Dismiss Notice
Join Physics Forums Today!
The friendliest, high quality science and math community on the planet! Everyone who loves science is here!

Fluctuation Theorem, Big Bang Question

  1. Jul 2, 2005 #1
    I have a question. I decided not to put it in the "theory" section because I'm no physicist and I don't know if I'm right.

    From what I understand about the fluctuation theorem, the smaller the area in which it takes place, the more likely entropy is to decrease. Could it be at the beginning of the universe, when everything was very very small, that entropy decreased as often as it increased? Would this get rid of the notion of time? Could quantum fluctuations throw off this balance between decrease and increase, which would lead to the forward flow of time and the universe as we know it?

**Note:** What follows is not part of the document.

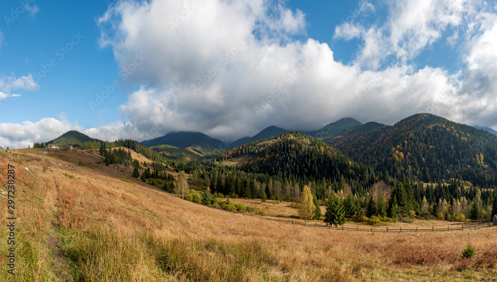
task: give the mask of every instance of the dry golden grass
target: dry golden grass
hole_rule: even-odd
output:
[[[387,234],[280,223],[121,181],[127,178],[112,167],[78,164],[94,163],[96,156],[73,153],[59,151],[14,164],[17,274],[7,275],[2,262],[0,281],[458,281],[497,276],[495,227]],[[6,167],[0,162],[1,179]],[[257,200],[230,201],[255,206]],[[296,212],[288,203],[271,202],[259,208],[274,216]],[[5,201],[1,205],[4,222]],[[433,223],[416,223],[428,228]],[[0,227],[0,238],[6,232]],[[468,237],[477,255],[462,259]],[[6,248],[6,240],[0,240],[4,258]]]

    I hope these aren't too many questions.

    Thanks,
    Lucretius
     
  2. jcsd
  3. Jul 3, 2005 #2

    Chronos

    User Avatar
    Science Advisor
    Gold Member
    2015 Award

    If you posit a BB singularity, time did not initially exist. So in that sense your question is on target. Many models predict that time and spatial dimensions emerged from the BB - even before matter and energy. What happens after that is more interesting.
     
Know someone interested in this topic? Share this thread via Reddit, Google+, Twitter, or Facebook

Have something to add?



Similar Discussions: Fluctuation Theorem, Big Bang Question
  1. Big Bang Question (Replies: 24)

  2. Big bang question (Replies: 6)

  3. Big bang question (Replies: 27)

Loading...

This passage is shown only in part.